Sunday, October 2, 2011

Mommyhood Lesson 2 - Crocodiles and Dust Bunnies

Last night I was reading a story to Little G, as I do most every night before bed. The book she chose was Christopher is Not Afraid…Anymore. It is a cute little book that I have had since my preschool teacher days and I have read many, many times. This time as I was reading it, I realized that I use the book to remind the kids they have nothing to be afraid of and I really need that reminder myself. The kids’ fears are mostly small things – in my eyes – like crocodiles under the bed or trying a new trick or being too high on something but I realized last night that to a child those are really big fears. So giving them the tools to face the fears that are really big to them (even though in reality they aren’t all that big) is the same as me using the those very tools to face my really big fears that really aren’t that big compared to God. There are many fears I have faced as a mommy that I needed to totally trust God in. Like when Princess K was a baby and she was so very ill none of the doctors really knew what was wrong. And like when Daddy Reg lost his great paying job and we had no idea how we were going to survive. To me those fears were as giant as the crocodiles and swimming without water-wings for the first time and riding a bike without the training wheels. But to God they were little things that I needed to not be afraid of; because He already knew that everything would be fine, and those crocodiles are really just tiny little dust bunnies. It’s all about perspective and when my sights are on Jesus than really, why should I fear. He is so great that He conquered death.
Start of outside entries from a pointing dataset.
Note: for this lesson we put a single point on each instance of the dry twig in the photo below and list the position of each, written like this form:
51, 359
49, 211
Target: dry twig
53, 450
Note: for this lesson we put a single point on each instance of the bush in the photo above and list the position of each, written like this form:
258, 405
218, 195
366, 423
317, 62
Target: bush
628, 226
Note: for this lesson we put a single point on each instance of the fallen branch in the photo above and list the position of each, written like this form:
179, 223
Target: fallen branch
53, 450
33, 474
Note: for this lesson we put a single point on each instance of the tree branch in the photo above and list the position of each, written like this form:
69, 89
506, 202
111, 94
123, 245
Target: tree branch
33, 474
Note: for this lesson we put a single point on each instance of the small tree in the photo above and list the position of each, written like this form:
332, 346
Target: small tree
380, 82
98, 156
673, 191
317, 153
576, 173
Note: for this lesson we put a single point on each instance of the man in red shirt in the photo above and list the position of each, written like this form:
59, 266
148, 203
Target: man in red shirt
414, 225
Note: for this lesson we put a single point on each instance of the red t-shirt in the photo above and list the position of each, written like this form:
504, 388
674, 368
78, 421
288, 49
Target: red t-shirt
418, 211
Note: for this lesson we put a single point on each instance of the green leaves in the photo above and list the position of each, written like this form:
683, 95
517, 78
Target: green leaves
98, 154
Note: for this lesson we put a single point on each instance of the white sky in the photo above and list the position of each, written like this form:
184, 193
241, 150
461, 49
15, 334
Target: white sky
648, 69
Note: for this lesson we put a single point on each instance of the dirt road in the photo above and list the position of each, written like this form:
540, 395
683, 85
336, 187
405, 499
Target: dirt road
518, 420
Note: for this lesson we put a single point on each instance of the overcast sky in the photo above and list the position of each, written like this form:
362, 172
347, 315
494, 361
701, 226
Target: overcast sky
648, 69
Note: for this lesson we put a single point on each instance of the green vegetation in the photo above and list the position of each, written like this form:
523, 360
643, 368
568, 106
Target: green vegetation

I mean really that is huge and the most awesomest thing anyone has ever done.

Psalm 27:1 (HCSB)
The LORD is my light and my salvation- whom should I fear? The LORD is the stronghold of my life- of whom should I be afraid?

Psalm 34:3-5(HCSB)
Proclaim with me the LORD's greatness; let us exalt His name together. I sought the LORD, and He answered me and delivered me from all my fears. Those who look to Him are radiant with joy; their faces will never be ashamed.